The Matsuyama Board of Education posts educational signs at all of the major temples in the city, and the one for Hanta-ji has this to say;
Hanta-ji Temple is the 50th of the 88 sacred temples of Shikoku. According to the temple records, it was established in the middle of the 8th century.
Hanta-ji Temple’s name has an interesting, if complicated, history. The temple was built according to the wishes of the Emperor, and was called Banta-ji. The kanji (Chinese characters) for ‘banta’ mean ‘many flags’, and this temple was bestowed with several flags from the Emperor. Gradually, the name changed to Hanta-ji and the kanji was changed to the character meaning ‘prosperity’. The area came to be known as Hatadera over time, ‘hata’ (‘field’) used as a shortened version of ‘hanta’, and ‘dera’ being an alternative reading of the kanji for ‘ji’, ‘temple’.
At the end of the 14th century, under the order of the Emperor, a high-ranking monk from Kyoto came to live at the temple.

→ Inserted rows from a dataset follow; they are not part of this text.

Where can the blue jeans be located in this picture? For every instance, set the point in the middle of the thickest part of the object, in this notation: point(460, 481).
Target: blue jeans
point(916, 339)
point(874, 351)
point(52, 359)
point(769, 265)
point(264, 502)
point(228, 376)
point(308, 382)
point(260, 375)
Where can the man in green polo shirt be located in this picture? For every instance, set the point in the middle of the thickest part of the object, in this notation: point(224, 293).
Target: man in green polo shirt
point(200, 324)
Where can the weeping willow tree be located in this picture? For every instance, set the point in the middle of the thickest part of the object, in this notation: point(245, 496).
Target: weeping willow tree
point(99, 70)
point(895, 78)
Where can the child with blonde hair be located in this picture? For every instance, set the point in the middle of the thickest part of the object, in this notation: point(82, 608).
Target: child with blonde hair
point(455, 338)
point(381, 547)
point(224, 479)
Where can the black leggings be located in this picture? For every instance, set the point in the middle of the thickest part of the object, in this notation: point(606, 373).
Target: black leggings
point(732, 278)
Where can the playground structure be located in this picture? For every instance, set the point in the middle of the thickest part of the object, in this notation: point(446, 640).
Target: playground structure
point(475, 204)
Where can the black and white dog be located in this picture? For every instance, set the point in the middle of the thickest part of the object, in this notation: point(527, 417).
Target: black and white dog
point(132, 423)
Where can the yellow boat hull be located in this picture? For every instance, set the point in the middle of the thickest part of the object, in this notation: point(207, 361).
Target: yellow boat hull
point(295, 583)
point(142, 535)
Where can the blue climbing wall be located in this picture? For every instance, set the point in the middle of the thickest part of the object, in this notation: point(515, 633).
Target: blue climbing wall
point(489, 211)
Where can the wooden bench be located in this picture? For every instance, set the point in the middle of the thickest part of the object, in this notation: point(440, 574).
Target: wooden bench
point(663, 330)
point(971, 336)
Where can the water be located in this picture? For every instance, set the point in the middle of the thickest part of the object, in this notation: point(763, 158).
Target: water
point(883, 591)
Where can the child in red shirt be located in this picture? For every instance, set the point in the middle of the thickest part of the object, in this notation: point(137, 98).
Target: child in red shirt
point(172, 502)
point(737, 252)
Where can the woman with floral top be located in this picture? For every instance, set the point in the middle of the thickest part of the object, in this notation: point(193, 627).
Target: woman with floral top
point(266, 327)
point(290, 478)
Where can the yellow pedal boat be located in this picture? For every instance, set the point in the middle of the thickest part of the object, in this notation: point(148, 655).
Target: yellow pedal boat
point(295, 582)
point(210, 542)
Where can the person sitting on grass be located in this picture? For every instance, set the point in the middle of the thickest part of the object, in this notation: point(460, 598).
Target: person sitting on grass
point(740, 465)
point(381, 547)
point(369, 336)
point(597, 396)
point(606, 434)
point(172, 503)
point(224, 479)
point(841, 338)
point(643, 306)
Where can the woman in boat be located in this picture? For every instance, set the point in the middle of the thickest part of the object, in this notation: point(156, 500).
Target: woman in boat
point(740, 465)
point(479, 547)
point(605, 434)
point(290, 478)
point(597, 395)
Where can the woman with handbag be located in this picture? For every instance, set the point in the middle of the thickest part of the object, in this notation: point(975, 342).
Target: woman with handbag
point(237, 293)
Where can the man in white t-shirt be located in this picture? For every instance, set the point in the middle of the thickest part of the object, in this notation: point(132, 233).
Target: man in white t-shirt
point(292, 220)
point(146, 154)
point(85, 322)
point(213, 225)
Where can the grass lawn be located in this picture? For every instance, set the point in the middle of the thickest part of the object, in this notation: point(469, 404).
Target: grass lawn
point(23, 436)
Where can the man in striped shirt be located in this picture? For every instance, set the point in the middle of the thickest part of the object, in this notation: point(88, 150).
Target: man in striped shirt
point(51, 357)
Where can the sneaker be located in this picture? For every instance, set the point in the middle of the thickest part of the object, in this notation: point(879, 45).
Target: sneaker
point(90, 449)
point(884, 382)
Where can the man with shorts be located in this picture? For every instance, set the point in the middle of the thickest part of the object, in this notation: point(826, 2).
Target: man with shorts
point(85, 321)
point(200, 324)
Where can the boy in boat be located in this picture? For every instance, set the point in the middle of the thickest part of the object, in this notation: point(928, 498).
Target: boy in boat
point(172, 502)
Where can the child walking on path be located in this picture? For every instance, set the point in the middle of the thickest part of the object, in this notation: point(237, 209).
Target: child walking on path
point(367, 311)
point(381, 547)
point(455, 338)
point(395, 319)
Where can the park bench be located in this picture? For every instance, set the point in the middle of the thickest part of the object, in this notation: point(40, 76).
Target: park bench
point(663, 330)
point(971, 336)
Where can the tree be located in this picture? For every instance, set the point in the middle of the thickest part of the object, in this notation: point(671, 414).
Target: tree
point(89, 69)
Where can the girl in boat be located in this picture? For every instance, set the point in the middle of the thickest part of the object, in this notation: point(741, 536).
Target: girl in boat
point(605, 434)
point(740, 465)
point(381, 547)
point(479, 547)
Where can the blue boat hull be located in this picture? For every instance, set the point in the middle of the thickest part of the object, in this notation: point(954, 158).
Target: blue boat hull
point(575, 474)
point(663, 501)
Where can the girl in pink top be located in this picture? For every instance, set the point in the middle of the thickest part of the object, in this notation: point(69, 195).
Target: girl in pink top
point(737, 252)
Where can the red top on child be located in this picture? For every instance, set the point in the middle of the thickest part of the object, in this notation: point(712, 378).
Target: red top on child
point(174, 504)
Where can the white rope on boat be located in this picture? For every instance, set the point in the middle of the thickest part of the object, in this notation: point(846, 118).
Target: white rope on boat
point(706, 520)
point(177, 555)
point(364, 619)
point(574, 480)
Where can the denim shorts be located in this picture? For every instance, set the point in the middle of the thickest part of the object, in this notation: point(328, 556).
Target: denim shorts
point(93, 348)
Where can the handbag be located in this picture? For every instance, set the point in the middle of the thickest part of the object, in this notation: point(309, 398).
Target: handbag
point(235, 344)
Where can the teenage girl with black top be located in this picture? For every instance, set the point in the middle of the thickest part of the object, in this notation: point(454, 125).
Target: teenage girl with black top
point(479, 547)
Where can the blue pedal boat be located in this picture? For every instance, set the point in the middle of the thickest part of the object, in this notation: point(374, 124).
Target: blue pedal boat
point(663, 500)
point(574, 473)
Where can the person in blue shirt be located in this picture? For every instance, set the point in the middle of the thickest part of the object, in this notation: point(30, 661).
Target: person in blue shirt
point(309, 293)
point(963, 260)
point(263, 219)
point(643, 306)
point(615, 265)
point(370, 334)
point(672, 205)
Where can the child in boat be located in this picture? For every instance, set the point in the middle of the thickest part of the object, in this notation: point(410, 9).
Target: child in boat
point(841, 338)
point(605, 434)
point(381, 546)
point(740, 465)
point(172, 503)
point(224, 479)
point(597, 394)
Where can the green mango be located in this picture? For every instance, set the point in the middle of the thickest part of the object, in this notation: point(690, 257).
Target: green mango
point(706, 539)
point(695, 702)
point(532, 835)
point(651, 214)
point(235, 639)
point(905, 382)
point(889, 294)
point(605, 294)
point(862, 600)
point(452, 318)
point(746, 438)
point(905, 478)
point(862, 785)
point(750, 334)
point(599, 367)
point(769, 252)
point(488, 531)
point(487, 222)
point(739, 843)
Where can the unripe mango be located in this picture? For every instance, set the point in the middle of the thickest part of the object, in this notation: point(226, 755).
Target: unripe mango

Since then, many prosperous monks have come to live at Hanta-ji Temple. It is said that at the peak of its prosperity, Hanta-ji Temple had over 120 temples.”
Perhaps because of the prosperity of its monks, Hanta-ji has an elegant, well-kept sophisticated air about it, with its graveled precincts and marble stepping stones.

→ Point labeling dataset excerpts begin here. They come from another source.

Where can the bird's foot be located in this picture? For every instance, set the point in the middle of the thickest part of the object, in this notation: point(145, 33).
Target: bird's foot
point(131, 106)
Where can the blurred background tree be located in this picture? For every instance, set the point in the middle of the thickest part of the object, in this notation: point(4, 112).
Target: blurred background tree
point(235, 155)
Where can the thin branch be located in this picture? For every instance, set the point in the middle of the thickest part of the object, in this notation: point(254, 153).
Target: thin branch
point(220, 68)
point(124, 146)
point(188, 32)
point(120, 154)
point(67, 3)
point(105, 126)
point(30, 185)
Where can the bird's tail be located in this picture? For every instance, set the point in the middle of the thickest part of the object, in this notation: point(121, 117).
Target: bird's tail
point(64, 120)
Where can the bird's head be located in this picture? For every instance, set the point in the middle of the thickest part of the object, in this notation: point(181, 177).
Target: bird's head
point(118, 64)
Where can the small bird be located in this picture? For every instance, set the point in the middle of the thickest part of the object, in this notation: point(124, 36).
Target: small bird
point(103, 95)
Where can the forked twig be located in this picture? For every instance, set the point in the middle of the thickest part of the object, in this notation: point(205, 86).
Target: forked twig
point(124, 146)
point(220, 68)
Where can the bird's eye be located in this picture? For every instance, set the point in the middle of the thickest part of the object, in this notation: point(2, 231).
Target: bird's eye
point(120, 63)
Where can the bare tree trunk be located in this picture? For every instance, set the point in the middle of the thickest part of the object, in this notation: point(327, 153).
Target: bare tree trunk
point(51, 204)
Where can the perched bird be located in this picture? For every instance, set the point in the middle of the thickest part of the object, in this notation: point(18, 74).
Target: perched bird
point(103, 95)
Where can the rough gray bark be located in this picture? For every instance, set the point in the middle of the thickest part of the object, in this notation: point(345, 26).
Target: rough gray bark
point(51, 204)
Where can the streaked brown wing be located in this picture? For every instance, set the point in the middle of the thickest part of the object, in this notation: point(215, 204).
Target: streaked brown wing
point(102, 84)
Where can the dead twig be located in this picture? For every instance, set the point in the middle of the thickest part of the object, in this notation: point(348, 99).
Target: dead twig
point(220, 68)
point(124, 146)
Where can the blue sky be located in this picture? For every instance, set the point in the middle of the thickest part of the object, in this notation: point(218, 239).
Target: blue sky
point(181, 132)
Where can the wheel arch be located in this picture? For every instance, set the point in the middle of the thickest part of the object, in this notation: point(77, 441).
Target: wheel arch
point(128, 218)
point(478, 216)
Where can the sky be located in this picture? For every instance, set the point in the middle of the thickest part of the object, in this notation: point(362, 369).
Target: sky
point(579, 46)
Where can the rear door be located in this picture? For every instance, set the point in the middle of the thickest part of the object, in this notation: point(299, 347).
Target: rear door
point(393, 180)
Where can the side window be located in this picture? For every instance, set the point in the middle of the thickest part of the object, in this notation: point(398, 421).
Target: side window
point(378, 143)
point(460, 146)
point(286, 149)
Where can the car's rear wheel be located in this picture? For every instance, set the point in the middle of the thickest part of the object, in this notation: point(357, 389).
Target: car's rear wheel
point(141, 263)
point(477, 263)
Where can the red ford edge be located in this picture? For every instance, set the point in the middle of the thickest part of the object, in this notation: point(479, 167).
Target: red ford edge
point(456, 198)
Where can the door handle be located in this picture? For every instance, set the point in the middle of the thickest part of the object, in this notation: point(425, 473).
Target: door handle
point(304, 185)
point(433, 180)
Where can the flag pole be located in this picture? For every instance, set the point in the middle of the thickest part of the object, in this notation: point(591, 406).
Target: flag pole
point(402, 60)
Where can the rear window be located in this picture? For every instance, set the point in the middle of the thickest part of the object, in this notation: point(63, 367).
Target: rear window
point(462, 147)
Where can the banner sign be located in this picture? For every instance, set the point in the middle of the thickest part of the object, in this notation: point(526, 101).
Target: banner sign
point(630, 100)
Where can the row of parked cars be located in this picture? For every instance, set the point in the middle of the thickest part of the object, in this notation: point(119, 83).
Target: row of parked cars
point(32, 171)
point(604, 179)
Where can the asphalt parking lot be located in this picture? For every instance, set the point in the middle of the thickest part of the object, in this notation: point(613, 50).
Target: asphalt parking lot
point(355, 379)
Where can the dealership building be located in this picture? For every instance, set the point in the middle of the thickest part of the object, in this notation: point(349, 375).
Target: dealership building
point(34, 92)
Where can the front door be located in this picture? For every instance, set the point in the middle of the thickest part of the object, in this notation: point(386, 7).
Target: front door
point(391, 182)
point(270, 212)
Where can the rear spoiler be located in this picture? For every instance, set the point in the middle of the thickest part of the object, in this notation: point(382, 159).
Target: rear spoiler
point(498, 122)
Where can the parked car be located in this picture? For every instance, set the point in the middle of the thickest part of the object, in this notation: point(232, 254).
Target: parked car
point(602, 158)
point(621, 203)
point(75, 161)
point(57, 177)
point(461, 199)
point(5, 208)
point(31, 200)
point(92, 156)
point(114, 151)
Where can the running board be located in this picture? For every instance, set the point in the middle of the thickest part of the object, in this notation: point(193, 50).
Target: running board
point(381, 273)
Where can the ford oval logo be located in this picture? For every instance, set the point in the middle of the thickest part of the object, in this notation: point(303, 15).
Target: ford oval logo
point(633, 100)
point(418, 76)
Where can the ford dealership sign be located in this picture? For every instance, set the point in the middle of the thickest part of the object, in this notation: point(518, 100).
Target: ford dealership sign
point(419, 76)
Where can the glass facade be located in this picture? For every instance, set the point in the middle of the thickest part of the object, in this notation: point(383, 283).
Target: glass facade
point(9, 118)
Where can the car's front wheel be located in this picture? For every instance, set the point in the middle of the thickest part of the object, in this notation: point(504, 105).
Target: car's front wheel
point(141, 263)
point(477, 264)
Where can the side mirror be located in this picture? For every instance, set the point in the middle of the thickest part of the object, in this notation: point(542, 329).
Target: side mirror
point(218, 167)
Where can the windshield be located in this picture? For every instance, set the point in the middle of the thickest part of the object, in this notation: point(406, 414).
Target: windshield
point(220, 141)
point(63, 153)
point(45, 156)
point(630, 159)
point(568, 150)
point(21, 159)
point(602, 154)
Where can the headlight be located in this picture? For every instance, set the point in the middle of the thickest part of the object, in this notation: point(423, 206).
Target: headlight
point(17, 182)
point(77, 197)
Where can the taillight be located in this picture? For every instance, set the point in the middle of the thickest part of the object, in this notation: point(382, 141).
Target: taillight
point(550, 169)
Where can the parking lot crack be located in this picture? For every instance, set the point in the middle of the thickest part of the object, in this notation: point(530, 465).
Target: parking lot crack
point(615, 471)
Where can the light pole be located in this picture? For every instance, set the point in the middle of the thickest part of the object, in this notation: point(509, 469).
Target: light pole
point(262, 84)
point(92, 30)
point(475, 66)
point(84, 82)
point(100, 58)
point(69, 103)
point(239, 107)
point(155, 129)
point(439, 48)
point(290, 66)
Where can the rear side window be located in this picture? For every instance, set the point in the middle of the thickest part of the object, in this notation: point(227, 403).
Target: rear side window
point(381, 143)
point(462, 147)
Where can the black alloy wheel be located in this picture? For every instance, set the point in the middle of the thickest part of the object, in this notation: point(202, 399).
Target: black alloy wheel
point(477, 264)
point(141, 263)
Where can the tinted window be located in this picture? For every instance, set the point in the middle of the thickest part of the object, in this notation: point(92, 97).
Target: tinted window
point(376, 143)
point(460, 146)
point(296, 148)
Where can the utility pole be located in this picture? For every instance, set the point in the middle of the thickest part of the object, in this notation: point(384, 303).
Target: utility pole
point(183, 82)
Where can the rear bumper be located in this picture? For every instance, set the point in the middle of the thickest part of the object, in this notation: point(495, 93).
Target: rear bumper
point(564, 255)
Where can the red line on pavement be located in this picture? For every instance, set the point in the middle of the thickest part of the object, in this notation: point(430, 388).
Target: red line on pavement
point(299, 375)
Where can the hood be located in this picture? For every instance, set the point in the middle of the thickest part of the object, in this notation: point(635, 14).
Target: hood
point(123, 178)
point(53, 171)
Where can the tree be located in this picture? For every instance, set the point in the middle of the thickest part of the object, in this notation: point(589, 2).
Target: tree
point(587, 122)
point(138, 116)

Every temple on Shikoku’s pilgrimage route has a building called the daishi-do to venerate Kobo Daishi, the founder of the pilgrimage, and the one at Hanta-ji has a couple of realistic Buddhist statues dotted around it, one of which represents Kobo Daishi himself.
In the large, flat area between the temple gate and the other buildings is a wisteria bower which must be very pretty in season, but when I went in December, it was skeletal.